One of these is making naloxone available in communities to act as an antidote to opioid poisonings. (Naloxone is more widely known by its brand name, Narcan.)
“We often think of using naloxone in adults, but this is also an effective, safe and lifesaving medication for children poisoned by opioids,” said Dr. Gaw.
He also stressed the importance of educating caregivers and the public on the signs of opioid poisoning. Some common symptoms include small pupils; shallow, slow or stopped breathing; and difficulty arousing.

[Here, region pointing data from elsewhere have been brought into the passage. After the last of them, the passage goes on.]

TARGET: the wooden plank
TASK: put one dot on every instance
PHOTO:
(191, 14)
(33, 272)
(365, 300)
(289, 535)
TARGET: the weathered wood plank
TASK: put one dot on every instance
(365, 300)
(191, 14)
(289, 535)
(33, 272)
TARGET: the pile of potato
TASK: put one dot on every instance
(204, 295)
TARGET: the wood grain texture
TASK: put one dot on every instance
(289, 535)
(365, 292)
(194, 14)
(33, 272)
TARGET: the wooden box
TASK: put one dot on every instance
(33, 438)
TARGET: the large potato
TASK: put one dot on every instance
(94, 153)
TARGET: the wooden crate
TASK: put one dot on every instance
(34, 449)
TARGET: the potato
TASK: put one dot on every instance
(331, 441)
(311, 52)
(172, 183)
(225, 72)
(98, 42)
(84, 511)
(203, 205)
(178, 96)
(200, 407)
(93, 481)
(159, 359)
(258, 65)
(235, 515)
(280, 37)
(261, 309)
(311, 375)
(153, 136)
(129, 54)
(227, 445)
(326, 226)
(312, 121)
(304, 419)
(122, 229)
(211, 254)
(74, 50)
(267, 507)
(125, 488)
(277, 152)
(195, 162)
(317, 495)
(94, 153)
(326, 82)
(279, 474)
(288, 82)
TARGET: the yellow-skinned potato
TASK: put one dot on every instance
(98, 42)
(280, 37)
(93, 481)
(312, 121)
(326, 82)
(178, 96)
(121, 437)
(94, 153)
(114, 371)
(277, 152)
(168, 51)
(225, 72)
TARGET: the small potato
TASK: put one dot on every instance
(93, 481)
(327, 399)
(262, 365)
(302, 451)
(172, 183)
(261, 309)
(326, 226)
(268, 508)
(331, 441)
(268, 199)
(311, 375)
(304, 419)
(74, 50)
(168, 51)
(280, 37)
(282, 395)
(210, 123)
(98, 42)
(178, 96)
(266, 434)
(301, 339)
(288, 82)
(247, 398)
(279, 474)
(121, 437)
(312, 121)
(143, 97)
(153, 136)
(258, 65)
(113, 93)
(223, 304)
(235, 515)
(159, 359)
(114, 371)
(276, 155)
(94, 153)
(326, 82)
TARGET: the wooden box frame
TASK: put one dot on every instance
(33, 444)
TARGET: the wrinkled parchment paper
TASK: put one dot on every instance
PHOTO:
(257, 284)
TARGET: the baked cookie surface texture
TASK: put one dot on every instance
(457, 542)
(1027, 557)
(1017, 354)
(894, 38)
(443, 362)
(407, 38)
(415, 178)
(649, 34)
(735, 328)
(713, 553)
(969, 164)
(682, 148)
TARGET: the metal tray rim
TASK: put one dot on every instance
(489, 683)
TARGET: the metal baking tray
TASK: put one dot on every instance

“Poisonings can happen in a split second,” Dr. Gaw said.
“A child may find a dropped medication on the floor that a caregiver doesn’t see, or may get into a bag or a purse when a caregiver is looking the other way. It is not reasonable for us to expect a caregiver to watch a child 24/7 and be within arm’s reach to keep them out of harm’s way. Instead of just supervision, families should focus on preparedness and prevention.”
It’s always best to store medications and other potentially dangerous substances “up, away and out of sight” — preferably in a locked cabinet or closet, he said.
Outside the home, Dr. Gaw calls for interventions at the community level.
“There is important work being done to reduce unnecessary opioid prescribing, drug diversion, and treatment of substance use disorders,” he said.
“These efforts — though not directly related to children — also help protect them, since they can reduce the chance of exposure to opioids in the home.”
Parents or caregivers who suspect or know of a case of poisoning should call the Poison Control Center hotline at 1-800-222-1222 to reach a trained medical professional.